Para além da relevância absoluta dos factos ocorridos, teve influência na opção dos meios de comunicação portugueses o carácter específico dos atentados – que os transformou em assunto de interesse mundial – mas também o factor ‘proximidade’, um dos elementos que os jornalistas usam para seleccionarem o que deve ser noticiado. Sendo que, neste caso, a ‘ Lei da Proximidade’ se traduziu não apenas nos termos geográficos ou até culturais ou psicológicos, afectos à vizinhança de Espanha, mas também no debate que imediatamente surgiu, sobre as probabilidades de Portugal estar inscrito no calendário do terrorismo.
O que se passou em Madrid foi aquilo a que os teóricos, catalogando o tipo de factos que mobilizam a atenção dos jornalistas, chamam um ‘mega-acontecimento’ ou um ‘acontecimento noticioso excepcional’ ( por oposição ao ‘acontecimento de rotina’) ( 1).
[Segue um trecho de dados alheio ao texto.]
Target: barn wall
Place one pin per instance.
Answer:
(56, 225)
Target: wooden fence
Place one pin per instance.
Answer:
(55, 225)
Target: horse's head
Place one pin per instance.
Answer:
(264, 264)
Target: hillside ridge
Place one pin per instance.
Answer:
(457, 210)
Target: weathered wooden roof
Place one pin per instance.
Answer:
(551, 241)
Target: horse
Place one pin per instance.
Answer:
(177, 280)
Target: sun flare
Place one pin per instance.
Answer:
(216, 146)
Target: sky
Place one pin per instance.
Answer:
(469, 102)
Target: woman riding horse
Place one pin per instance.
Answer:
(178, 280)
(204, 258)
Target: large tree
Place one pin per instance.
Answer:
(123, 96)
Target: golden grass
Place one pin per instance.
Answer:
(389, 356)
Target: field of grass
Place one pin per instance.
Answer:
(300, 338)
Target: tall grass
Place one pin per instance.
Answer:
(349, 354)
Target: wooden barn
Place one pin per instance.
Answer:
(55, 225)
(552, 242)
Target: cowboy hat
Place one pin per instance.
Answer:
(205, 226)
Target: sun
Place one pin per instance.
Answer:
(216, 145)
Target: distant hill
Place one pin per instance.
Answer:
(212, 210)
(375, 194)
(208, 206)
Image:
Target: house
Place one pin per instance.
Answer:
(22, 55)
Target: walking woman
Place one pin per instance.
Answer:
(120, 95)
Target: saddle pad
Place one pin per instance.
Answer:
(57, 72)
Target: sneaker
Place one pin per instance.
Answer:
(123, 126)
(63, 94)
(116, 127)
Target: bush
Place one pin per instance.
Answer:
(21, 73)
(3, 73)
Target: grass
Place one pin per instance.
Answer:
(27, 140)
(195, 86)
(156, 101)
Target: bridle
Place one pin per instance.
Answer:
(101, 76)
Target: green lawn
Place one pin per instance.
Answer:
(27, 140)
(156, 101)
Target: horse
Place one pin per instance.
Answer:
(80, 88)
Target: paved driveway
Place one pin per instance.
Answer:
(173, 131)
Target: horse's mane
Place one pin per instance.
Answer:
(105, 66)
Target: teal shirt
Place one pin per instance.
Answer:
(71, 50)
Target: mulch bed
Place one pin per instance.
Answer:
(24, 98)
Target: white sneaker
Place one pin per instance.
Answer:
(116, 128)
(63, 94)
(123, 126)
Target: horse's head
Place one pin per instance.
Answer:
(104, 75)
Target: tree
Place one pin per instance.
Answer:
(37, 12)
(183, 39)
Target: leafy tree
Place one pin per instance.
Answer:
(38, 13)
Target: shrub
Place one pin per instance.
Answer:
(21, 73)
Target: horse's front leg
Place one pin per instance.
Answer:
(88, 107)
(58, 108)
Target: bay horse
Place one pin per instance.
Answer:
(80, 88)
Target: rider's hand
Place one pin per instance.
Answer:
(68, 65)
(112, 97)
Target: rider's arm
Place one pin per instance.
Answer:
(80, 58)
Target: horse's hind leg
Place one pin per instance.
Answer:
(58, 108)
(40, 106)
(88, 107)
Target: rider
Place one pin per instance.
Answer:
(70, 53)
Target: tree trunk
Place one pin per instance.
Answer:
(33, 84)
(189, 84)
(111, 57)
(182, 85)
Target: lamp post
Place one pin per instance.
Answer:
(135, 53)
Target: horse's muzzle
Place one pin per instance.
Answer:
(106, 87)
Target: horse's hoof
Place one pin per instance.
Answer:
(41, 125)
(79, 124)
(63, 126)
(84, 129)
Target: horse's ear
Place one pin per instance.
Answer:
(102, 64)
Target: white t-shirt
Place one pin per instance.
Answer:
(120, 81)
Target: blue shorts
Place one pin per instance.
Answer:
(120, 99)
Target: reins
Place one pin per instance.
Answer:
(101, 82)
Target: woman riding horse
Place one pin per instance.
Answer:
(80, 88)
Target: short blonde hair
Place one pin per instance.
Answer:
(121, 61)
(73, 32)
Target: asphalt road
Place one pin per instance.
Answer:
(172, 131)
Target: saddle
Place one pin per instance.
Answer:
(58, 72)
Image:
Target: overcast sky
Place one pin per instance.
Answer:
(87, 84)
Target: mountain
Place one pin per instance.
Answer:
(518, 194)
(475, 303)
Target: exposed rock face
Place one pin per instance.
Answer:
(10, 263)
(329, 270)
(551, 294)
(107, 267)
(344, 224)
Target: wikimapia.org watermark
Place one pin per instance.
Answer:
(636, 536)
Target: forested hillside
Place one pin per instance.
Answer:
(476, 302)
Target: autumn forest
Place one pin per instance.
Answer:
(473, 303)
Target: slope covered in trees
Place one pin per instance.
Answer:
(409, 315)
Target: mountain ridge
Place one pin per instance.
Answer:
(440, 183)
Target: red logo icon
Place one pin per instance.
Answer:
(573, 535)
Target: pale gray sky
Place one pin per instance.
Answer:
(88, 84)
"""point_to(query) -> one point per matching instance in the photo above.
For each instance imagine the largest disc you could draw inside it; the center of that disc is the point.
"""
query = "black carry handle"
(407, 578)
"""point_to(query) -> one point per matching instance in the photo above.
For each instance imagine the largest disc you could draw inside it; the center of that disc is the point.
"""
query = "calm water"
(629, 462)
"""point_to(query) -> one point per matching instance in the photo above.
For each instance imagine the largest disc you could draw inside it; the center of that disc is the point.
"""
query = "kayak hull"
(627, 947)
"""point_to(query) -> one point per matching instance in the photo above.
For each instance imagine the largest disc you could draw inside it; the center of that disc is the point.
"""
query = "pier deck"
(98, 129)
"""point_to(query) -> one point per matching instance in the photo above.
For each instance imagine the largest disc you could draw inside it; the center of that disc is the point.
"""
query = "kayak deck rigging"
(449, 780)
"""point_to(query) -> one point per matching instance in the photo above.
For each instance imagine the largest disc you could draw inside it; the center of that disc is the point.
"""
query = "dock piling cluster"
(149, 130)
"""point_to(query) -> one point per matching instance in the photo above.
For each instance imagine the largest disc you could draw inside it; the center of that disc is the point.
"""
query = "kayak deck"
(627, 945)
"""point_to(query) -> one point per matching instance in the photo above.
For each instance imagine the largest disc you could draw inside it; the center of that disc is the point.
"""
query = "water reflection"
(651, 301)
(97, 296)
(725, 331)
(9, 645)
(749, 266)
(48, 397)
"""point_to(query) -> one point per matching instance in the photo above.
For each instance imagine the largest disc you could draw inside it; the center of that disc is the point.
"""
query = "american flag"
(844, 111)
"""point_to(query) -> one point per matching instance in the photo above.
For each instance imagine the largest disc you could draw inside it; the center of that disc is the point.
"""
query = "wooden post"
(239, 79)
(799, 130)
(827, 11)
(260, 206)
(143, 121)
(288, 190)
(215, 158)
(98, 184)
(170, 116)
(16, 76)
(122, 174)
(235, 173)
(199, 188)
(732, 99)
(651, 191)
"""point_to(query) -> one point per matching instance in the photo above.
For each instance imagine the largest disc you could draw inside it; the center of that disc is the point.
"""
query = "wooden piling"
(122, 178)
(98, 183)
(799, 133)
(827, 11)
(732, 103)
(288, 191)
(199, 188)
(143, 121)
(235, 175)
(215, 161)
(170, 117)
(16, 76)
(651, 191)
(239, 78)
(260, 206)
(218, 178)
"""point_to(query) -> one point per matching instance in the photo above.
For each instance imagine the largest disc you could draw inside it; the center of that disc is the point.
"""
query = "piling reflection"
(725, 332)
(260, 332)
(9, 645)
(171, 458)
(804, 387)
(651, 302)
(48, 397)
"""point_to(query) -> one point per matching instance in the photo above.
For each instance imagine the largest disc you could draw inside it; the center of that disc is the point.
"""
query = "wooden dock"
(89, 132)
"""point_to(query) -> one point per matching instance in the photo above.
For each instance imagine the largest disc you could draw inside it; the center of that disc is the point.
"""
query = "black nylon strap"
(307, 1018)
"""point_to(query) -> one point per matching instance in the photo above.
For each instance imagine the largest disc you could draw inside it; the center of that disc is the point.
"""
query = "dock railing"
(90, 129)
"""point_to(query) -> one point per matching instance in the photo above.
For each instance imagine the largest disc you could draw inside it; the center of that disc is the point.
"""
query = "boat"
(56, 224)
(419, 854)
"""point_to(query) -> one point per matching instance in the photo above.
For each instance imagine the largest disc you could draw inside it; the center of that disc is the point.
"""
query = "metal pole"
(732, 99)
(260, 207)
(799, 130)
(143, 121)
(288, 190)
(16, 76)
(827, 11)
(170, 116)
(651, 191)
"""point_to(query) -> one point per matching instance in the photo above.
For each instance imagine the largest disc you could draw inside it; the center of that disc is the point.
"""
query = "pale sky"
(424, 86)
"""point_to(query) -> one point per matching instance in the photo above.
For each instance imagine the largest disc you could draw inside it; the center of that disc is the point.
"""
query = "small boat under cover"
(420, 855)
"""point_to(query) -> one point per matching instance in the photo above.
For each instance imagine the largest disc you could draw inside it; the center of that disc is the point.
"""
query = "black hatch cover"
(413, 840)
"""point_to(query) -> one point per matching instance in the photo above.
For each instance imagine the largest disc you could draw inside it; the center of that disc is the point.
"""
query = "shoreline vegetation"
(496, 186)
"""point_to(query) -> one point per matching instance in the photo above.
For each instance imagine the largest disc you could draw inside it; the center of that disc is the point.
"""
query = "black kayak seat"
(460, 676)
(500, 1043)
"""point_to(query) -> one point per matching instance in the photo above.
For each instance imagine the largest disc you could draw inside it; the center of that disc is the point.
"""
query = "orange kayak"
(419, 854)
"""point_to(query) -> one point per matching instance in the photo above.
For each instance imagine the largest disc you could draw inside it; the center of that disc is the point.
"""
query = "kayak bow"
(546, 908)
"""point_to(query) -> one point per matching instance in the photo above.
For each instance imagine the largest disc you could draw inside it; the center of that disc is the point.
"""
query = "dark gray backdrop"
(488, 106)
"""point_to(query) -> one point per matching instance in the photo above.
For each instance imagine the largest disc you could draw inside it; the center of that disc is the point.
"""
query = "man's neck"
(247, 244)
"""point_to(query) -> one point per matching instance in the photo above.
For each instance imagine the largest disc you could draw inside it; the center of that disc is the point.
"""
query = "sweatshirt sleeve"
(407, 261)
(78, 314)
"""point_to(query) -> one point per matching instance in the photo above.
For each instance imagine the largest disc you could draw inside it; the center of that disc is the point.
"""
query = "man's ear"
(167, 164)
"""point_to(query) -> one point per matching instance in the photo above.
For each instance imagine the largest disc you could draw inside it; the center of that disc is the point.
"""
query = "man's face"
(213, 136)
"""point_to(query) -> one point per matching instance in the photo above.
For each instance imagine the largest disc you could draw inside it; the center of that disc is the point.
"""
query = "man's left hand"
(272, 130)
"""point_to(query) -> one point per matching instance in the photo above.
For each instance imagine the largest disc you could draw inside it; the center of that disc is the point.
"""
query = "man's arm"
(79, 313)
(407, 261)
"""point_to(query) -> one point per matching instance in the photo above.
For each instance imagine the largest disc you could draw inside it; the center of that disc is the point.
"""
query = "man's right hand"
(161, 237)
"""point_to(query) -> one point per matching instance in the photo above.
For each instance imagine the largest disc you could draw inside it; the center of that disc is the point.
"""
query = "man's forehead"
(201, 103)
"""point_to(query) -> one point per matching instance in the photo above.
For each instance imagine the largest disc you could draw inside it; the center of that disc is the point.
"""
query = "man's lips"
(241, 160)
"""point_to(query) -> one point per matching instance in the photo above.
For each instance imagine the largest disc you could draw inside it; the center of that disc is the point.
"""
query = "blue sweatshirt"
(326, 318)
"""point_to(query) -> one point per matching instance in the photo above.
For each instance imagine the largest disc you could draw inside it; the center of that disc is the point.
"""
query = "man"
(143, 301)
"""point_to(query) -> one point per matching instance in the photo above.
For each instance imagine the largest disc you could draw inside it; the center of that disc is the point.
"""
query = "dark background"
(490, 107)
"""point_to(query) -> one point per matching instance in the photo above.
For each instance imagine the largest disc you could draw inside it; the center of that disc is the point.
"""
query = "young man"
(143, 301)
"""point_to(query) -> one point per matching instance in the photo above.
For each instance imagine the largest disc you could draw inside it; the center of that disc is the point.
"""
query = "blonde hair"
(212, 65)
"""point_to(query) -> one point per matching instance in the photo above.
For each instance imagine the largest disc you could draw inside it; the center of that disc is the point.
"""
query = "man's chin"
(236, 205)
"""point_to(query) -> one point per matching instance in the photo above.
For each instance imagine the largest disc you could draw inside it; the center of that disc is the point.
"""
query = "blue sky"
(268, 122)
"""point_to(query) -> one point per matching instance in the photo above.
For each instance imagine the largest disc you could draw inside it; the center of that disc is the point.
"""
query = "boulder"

Factos que, nos seus desenvolvimentos posteriores, ganharam os contornos daquilo que outros especialistas designam por ‘acontecimentos mediáticos’, ou seja, factos que tendem a monopolizar as atenções gerais. (2)
Na reportagem destes factos, garantida pelo Público, encontraram alguns leitores, motivos de reparo. Para além de Victor Ferreira que, atento, detectou, alguns erros factuais, que caberiam no âmbito da rubrica ‘O Público errou’, o provedor registou as observações de dois leitores criticando, com razão, o uso de frases resultantes da mistura de palavras portuguesas e castelhanas: ‘ Nos últimos meses estive a viver em Espanha e irritava-me muito, ao ler os jornais, quando via nomes de portugueses escritos de forma ?espanholada? ( por exemplo António Guterrez, entre outros ). E pensava para comigo que isto seria impossível em Portugal…’ – comenta Luis Filipe Galvão, transcrevendo frases que encontrou no jornal, como ‘ assesinos, las guerras son vossas, los muertos son nostros’.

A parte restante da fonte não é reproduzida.